IEnumerator RotateAround(GameObject gameobject, Vector3 point, Vector3 axis, float angle, float inTimeSecs, Action onComplete) {
		float t = 0f;
		for(t = 0f; t + Time.deltaTime < inTimeSecs; t += Time.deltaTime) {
			Debug.Log (string.Format ("{0}t,{1}atr", t, angle * Time.deltaTime));
			gameobject.transform.RotateAround (point, axis, angle * Time.deltaTime);
			yield return null;
		}

		gameobject.transform.RotateAround (point, axis, (inTimeSecs - t) * angle);

		if (onComplete != null) onComplete();
	}

Called with -

StartCoroutine (RotateAround (
				this.gameObject, 
				CameraRotatePoint.transform.position, 
				Vector3.right, 
				90f, 
				1f,
				() => { // Stuff }));

My rotation seems to hit 90 on first call, but if I then I call it with -90f it does not get to 0 but is X degrees out (and this varies with each loop).

Appreciate any help.

Just to make sure we are both clear.

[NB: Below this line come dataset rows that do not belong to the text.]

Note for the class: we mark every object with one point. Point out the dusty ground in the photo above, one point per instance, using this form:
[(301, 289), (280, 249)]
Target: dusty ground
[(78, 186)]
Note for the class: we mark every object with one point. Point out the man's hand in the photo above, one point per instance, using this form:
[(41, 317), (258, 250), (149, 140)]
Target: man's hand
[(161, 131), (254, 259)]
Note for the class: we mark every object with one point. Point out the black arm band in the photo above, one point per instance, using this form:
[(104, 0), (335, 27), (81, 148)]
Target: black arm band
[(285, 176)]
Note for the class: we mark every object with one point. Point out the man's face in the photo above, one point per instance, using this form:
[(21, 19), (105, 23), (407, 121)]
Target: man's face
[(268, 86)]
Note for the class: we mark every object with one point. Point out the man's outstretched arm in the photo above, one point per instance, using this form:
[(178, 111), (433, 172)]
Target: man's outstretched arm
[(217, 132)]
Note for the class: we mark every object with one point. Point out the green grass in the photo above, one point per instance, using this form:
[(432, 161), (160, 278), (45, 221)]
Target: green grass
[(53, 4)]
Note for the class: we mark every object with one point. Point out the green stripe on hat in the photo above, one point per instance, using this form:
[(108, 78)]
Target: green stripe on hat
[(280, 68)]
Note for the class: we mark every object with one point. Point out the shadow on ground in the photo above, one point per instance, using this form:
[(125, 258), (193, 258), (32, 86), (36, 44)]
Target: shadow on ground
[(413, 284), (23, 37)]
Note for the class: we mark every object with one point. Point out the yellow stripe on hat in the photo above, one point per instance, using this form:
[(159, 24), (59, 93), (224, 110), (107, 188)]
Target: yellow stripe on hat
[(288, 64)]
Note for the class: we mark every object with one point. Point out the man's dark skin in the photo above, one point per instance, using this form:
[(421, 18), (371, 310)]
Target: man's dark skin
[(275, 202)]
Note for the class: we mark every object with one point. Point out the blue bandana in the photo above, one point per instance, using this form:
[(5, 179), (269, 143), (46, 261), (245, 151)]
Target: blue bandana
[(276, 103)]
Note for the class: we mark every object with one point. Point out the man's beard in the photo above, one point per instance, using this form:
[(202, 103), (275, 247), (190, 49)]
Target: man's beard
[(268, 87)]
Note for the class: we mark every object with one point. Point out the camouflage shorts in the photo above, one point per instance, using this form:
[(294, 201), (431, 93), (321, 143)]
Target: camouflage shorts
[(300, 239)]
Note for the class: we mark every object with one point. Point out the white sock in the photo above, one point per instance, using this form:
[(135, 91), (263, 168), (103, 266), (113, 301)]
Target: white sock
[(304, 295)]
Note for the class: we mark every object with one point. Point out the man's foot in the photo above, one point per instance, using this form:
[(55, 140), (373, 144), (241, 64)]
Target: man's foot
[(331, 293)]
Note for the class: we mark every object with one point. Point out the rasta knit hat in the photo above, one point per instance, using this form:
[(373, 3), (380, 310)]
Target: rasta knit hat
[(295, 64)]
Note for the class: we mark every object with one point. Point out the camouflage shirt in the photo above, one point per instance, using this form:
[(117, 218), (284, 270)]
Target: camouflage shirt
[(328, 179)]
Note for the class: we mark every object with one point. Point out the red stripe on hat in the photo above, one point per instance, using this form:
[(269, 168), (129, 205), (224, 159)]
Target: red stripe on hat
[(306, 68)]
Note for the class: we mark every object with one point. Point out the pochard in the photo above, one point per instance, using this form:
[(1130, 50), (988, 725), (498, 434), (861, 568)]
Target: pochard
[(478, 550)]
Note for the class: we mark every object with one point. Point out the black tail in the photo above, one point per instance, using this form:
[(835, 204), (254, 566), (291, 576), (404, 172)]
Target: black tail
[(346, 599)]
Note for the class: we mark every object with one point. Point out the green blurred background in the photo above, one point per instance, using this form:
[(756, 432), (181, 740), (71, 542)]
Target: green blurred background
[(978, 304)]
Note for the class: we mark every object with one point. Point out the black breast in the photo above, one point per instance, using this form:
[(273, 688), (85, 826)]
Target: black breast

Using RotateAround will cause your object to circle around a paticular point somwhere else in space (I believe it keeps you facing that point) not actually rotate the object in place (spin around).

Using a for loop to iterate the time is confusing to me I’d do it like this:

IEnumerator RotateAround(GameObject gameobject, Vector3 point, Vector3 axis, float angle, float inTimeSecs, Action onComplete) {
         float currentTime = 0.0f;
         float angleDelta = angle/inTimeSecs; //how many degress to rotate in one second
         float ourTimeDelta= 0;
         while (currentTime< inTimeSecs)
         {
                  currentTime+=Time.deltaTime;
                  ourTimeDelta = Time.deltaTime;
                  //Make sure we dont spin past the angle we want.
                  if (currentTime > inTimeSecs)
                       ourTimeDelta-= (currentTime-inTimeSecs);
                  gameObject.transform.RotateAround(point,axis,angleDelta*ourTimeDelta);
             yield return null;
         } 
         if (onComplete != null) onComplete();
     }

you’ll probably never get it using degrees. your converting silently in the background from angles to what rotations really are which is quaternions. Your actually rotating in less time than you stated because its < than not <= though it doesn’t appear that should matter other than speeding it up maybe?

but maybe thats why?

ultimately though you probably have to use quaternions.